Riding for a Voice Finishes Strong

The motorcade of the 7th and final Riding for a Voice event was escorted from the parking lot of the Calais Motor Inn by the Color Guard (Commander Mike McLean and Troy Ramsdell) of the American Legion Sherman Brothers Post #3. (Photo by Lura Jackson) See two more photos in this week's paper on page 22.

By Lura Jackson

 

Every July for the past seven years, the streets of Calais have roared with noise as a hundred vehicles amass and leave as a group on a designated morning. This past Saturday saw the last such gathering, as the Riding for a Voice campaign to raise awareness of childhood sexual abuse has officially come to an end. The final ride was well attended with approximately 87 motorcycles and 12 cars traveling in the motorcade to Machias and back.

Organized by survivor and former Robbinston resident Kayla Garriott, Riding for a Voice was originally designed as a way to openly speak out against childhood sexual abuse while raising funds for organizations that actively combat it. Garriott, who was a crucial figure in the sentencing of her father following years of abuse committed against her as a child, is a dedicated advocate for fellow survivors at all stages in the process.

Garriott enlisted the assistance of Bikers Against Child Abuse and other local groups such as the Wabanaki Warriors to create a network of support for survivors as part of the Breathe the Air Riding for a Voice campaign. Her mother, Robin Bouchard, and her stepfather, John, have both been steady allies in building the event each year.

Over the years, thousands of dollars have been raised for nonprofits through Riding for a Voice. This year, AMHC Sexual Assault and Next Step Domestic Violence Project were each chosen to be supported by the ride. Members from each organization were there to share words of support and to accept award checks that would be later made out for at least $1,000 each.

Addressing the assembled crowd of participants at the Calais Motor Inn just prior to the motorcade leaving, Garriott was sure to thank those that have assisted with hosting the event each year. Among those she thanked were sign and tee shirt designer Mary Pelletier and Troy Ramsdell and Mike McLean of the American Legion Color Guard. Lastly, she thanked her mother. “I think we all know the ride wouldn’t be the same without my mom,” Garriott said. “Thank you for everything, for all the support and for believing in me.”

Garriott’s stepfather, John, read a portion of the sentencing letter that she had written to her father. The letter was filled with pain and anger, but it also carried evidence of empowerment gained from speaking against her abuser. Afterwards, Garriott thanked the crowd for listening and said that she couldn’t write like that anymore. “Ever since I’ve broken my silence, the darkness doesn’t exist,” Garriott said, illuminating the importance of raising one’s voice.

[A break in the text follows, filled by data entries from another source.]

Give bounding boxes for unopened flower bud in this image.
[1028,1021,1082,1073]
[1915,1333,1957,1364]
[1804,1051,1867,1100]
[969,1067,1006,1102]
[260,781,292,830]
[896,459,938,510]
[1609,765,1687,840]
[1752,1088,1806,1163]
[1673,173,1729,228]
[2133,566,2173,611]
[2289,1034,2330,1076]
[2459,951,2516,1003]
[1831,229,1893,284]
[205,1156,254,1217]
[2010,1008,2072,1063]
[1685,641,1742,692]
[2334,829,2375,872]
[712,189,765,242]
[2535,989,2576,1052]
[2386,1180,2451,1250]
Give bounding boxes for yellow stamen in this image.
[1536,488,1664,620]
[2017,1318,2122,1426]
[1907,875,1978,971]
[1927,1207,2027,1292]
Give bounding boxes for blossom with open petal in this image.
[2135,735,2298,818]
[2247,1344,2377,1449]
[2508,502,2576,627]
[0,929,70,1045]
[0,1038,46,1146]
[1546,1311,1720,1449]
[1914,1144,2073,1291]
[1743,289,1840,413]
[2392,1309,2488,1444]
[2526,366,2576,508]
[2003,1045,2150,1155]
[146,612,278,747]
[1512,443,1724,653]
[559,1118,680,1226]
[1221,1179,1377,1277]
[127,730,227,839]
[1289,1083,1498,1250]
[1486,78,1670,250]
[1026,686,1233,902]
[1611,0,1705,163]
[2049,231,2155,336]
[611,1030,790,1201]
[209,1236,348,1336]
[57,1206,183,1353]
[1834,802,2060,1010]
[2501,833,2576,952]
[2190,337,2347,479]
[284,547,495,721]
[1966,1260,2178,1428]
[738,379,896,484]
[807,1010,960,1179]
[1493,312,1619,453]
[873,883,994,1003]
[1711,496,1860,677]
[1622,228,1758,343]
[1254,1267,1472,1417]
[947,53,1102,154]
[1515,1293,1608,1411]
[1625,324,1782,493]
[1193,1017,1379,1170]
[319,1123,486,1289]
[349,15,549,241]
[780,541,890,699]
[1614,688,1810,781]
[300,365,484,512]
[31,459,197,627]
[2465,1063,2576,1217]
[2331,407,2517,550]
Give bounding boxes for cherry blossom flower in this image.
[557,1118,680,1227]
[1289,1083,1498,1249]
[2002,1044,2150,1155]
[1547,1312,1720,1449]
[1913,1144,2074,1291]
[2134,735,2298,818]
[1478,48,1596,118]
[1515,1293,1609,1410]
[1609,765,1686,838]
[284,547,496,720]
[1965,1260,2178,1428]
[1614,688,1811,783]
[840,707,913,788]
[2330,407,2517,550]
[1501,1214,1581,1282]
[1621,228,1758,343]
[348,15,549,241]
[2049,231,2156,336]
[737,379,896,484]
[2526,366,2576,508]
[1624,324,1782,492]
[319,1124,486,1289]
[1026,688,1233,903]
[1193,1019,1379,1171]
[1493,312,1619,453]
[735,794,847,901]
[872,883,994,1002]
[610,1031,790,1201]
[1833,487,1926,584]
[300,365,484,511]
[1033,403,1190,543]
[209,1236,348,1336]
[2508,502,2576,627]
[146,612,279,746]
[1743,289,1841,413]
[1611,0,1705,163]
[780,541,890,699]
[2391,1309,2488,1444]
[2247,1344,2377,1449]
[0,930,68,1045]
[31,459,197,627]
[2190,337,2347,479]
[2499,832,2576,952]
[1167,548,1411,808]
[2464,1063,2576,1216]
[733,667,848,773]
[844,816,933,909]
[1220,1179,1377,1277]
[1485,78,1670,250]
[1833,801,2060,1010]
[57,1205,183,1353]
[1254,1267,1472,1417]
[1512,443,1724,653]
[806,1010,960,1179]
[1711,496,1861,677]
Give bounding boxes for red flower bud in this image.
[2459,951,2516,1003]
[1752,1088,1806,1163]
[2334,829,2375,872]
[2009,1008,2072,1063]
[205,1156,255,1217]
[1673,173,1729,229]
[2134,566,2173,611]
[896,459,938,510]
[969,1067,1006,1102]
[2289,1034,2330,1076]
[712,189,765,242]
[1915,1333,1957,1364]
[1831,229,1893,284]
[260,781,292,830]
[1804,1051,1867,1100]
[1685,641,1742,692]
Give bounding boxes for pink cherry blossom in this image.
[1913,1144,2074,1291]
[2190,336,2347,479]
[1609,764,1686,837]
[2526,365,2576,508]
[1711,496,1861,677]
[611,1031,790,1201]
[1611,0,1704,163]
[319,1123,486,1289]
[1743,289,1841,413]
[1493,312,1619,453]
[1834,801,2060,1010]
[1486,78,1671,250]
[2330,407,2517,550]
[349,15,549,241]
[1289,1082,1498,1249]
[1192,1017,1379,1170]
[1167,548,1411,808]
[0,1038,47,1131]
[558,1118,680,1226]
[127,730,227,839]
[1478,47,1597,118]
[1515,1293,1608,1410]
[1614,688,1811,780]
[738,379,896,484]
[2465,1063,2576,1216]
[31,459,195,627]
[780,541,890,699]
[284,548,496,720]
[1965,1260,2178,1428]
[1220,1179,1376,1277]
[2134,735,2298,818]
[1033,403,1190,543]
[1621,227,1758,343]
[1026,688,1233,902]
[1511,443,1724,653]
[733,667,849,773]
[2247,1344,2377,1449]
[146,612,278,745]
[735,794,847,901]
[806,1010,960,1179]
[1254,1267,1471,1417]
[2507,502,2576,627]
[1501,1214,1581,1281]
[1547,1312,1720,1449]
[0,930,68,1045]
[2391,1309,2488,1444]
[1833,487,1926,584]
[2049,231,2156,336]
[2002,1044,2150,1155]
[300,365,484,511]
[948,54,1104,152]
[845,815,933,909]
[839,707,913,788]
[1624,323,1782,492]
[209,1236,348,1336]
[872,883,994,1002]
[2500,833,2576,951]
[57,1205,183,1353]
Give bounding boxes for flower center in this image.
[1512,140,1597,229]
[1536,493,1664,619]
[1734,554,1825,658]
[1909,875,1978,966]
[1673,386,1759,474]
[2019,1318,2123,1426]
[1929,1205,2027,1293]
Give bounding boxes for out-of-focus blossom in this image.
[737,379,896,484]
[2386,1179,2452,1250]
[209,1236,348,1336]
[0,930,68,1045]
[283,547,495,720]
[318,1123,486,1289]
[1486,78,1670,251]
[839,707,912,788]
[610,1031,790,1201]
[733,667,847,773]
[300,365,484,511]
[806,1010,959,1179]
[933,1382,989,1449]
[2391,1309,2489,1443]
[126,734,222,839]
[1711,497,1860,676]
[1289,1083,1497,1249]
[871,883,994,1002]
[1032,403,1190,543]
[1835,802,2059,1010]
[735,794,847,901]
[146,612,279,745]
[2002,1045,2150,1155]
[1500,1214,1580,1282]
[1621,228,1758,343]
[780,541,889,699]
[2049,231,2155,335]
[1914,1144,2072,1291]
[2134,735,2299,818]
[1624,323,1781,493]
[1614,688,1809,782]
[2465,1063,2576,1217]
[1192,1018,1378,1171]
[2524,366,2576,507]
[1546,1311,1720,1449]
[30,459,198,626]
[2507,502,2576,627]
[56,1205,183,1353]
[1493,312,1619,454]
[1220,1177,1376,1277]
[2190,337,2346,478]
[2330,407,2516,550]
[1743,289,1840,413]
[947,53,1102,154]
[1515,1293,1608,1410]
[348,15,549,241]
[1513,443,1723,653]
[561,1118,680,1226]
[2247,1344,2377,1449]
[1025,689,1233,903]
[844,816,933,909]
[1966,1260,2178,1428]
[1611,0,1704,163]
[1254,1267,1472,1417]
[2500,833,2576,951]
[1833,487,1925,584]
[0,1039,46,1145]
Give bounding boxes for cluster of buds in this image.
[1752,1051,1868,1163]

“This whole ride was to the break the silence of childhood sexual abuse,” Garriott said. “For those that are still out there in silence, we ride for them today. And we’re going to make this really loud.”

 

Garriott encourages fans of the event to continue it in whatever capacity they are able. If you would like to support survivors, you may do so by donating time or resources to Next Step, AMHC or another related organization.